Das Dunkle Zeitalter war die Geburt des Egos,

des menschlich eigenen Willens, des Patriarchats.

 

Die 3. Dimension wurde durch einen Polsprung eingeleitet.

Das magnetische Gitternetz der Erde wurde gestört und ganze Länder versanken

im Meer. Vor dieser Sintflut, brachten die Weisen das Wissen der damaligen

Menschheit in den Pyramiden in Sicherheit. Sie konservierten nicht Schriftstücke,

sondern bauten die Pyramiden mit mathematischer Genauigkeit

in einer universellen Sprache, die erst entschlüsselt werden kann,

wenn die Menschheit den Zyklus der 3. Dimension

verlässt und zurück in die 4. und dann in die 5. Dimension kehrt.
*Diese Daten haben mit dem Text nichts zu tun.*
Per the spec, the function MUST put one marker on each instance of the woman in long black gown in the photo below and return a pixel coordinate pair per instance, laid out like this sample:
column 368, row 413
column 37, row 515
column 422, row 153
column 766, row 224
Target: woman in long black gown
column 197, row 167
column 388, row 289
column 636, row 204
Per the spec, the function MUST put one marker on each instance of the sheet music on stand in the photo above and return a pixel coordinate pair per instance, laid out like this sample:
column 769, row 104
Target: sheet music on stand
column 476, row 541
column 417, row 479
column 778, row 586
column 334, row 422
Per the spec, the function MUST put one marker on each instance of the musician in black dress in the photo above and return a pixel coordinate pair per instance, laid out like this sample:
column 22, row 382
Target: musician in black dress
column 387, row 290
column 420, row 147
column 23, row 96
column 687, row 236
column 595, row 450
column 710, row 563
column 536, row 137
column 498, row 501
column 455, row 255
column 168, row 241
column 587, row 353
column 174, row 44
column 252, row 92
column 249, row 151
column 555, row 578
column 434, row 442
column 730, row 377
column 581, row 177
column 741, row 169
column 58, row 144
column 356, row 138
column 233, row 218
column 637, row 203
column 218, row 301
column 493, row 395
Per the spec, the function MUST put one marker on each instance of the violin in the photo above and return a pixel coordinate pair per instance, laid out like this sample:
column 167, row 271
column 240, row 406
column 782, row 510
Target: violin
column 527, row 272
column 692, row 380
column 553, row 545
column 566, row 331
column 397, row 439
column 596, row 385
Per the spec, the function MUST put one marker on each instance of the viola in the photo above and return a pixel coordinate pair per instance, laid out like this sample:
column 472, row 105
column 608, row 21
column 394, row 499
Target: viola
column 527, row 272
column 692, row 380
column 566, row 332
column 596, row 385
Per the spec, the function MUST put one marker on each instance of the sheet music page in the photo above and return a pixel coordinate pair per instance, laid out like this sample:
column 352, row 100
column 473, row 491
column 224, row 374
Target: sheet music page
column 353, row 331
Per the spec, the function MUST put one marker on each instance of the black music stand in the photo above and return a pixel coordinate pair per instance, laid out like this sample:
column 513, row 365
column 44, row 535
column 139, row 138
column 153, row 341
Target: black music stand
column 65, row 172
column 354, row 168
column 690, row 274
Die Weisen warnten vor der grossen Katastrophe und schickten die Auserwählten

in andere Länder, um der Menschheit ein Licht auf der Reise

des Vergessens zu sein.

So finden wir noch heute Artefakte und Zeugnisse dieser unvorstellbaren Zivilisation

und ihr geistiges Wissenin den Mythen alter Völker.

Sie prophezeiten, dass sie erst wiederkehren würden,

wenn die Menschheit das dunkle Zeitalter durchlebt hat.

Wenn Liebe, Weisheit und Macht wieder vereint sein werden, kehren sie wieder.

Auch die Ausserirdischen mit ihrem höheren Bewusstsein konnten während dieser

tiefen Phase nur als Beobachter und Wächter der Evolution aktiv sein.

Zum Teil flogen sie zurück zu ihren Planeten, wie die innere Venus und den Pleiaden.

Manche von ihnen zogen sich zurück in unterirdische Städte,

in die innere Dimension der hohlen Erde,

die "Shambala, Eden, Agharti" und andere Namen hatten.

Der äussere Planet wurde durch den Polsprung negativ polarisiert.

So wurde die innere Welt Agharta, was soviel wie Garten Eden bedeutet,

von den äusseren Welten getrennt.

Der äussere Mensch wurde symbolisch gesehen aus dem Paradies vertrieben.

Die Eingänge zu den legendären Goldenen Städten wurden versiegelt

mit Zeit-, Bewusstseins- und Gravitationsschranken. 

In Agharti lebten die "Mond-Meister", die Hüter des Magnetgitternetzes

der Erde und repräsentieren den Gegenpol, die geistigen Alpha-Kräfte.

Sie arbeiten auch mit den "144.000 Herren des Lichts" zusammen

und sind die "Hüter des Grals", den Sakralen und Integralen Kräften

des inneren Kosmos. Der Sakral sind die 7 Ur-Energien, welche

sich in der Form der 7 Chakras der Erde und jedes Lebewesens

organisch oder anorganisch als Geist in die Materie ergiessen und

sich als Bauplan Gottes für die Weltenzeitalter manifestieren.

Die Meister des Mondes sind die kosmischen weiblichen Kräfte.

Während der letzten 26.000 Jahre haben sich die "7 Weisen aus Atlantis",

die "Kumaras", nach Agharti zurückgezogen. Sie bildeten den negativen Pol

der inneren Welt und stellten das Gegengewicht dar.

Alle gesellschaftlichen Machtsysteme wurden durch die

Bruderschaft der Schlange geführt, die wiederum

von Geistigen und Ausserirdischen Kräften der Wächter inspiriert wurde.

Kurzum alle, die jemals nach Macht und Herrschaft gestrebt haben,

ob Monarchie, Kapitalismus oder Kommunismus

waren und sind während des dunklen Zeitalters

geistig von der 'Sonnenhierarchie' beeinflusst worden und

stellen die materiell gebundenen 'männlichen Kräfte' dar.

Die vollendeten Seelen des nächsten Zykluses haben Sonne und Mond,

was symbolisch die Hochzeit von Geist und Materie ist, in sich vereinigt.

Die Vereinigung von Ego und Seele in einem Menschen führt zurück zur

Unsterblichkeit. Das "Göttliche Selbst" wird in Zukunft auf Erden wandeln.